A arma curta mais vendida do mundo a G2C, e a revolucionária GX4 Carry em Graphene e no calibre exclusivo Taurus .38TPC. Foto: Taurus/Divulgação
A fabricante brasileira Taurus Armas, sediada em São Leopoldo, no Rio Grande do Sul, reafirma em março de 2026 sua posição como a principal força do setor de armamentos leves no planeta. Atualmente, a empresa detém o título de maior vendedora de armas curtas do mundo e maior produtora global de revólveres. De acordo com o Monitor Mercantil, a companhia mantém uma presença dominante no mercado norte-americano, que absorve entre 70% e 80% de todo o seu volume de exportações, consolidando a marca como uma das mais importadas pelos consumidores dos Estados Unidos.
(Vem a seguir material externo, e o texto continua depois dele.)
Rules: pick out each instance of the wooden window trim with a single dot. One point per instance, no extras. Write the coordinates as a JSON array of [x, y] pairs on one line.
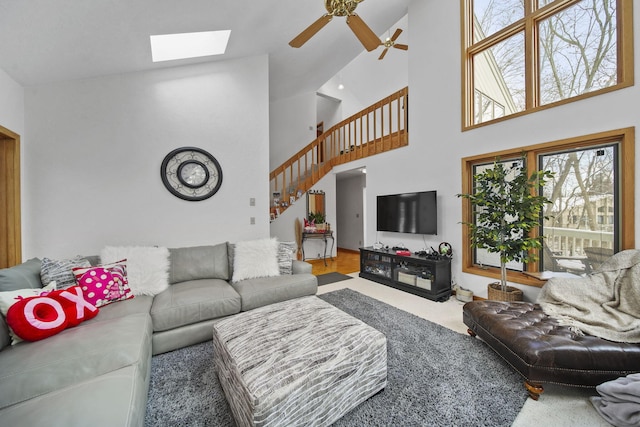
[[624, 14], [626, 138]]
A operação internacional da Taurus enfrentou testes de resiliência significativos entre 2025 e 2026 devido a questões protecionistas. Segundo o portal Monitor Mercantil, após a imposição de tarifas de 50% pelo governo dos Estados Unidos no ano anterior, a empresa reagiu reforçando sua unidade fabril no estado da Geórgia. Com o aumento do uso de componentes locais e decisões judiciais favoráveis em solo americano, a estimativa para o decorrer de dois mil e vinte e seis é de que o impacto desses custos extras seja totalmente neutralizado, garantindo a continuidade da competitividade brasileira.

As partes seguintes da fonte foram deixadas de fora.